Selected Topic III (Psycholinguistics) – LING3008 (1A)
The aim of this module is to explore one of the most rapidly expanding fields of sociolinguistic research, namely the study of Linguistic Landscapes. The first part of the module will focus on early research on language in public spaces. Here we will be looking at the ways in which the presence or absence of specific languages is the manifestation of specific language policy processes. In the second part of the module we will consider the so-called ‘move to discourse’ in Linguistic Landscape research, looking in particular at the meaning-making processes in through linguistic and visual means in public texts.

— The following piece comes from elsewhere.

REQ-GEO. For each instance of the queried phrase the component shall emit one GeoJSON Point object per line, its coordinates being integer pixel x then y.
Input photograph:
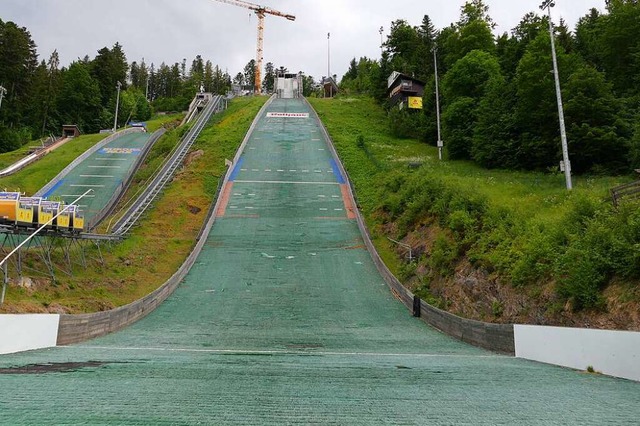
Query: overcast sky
{"type": "Point", "coordinates": [170, 30]}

Morphology and Syntax - LING3003 (2A)
We focus on two closely linked Linguistics subfields: syntax and morphology. In the syntax part of the course, we look at the rules and principles that determine the architecture of phrases and sentences in human language and discuss contemporary analyses of a variety of phenomena. The morphology section addresses the major topics, such as the derivation, inflection and compounding of words, and the interaction between syntax and word-formation.
Phonology - LING3005 (2A)
This module covers core research topics from theoretical phonology. We investigate in detail the sound patterns — both segmental and suprasegmental from different theoretical paradigms, including generative and declarative models. We pursue the scientific description and modelling of universal and language-particular local and non-local phonological patterns, focusing on the parameters of what constitutes a possible human phonology.
Sociolinguistics – LING3009 (1A)
This module focuses on one of the most important sub-discipline in Sociolinguistics research and the Social Sciences more broadly: discourse studies. The course is divided into three parts: 1) First, we will go over the theoretical background on the notion of discourse and how it allows for the study of language in use; 2) second, we will look into the methodology of Critical Discourse Analysis and its focus on the investigation of power, inequality and discrimination; 3) Thirdly, we will add a multimodal aspect to discourse, focusing mainly on semiotics, visual culture and “What does language look like?”.
Although the course gives a fair amount of theoretical information, it focuses on methodological perspectives and aims to train students to analyse texts, dialogues, media and visual data.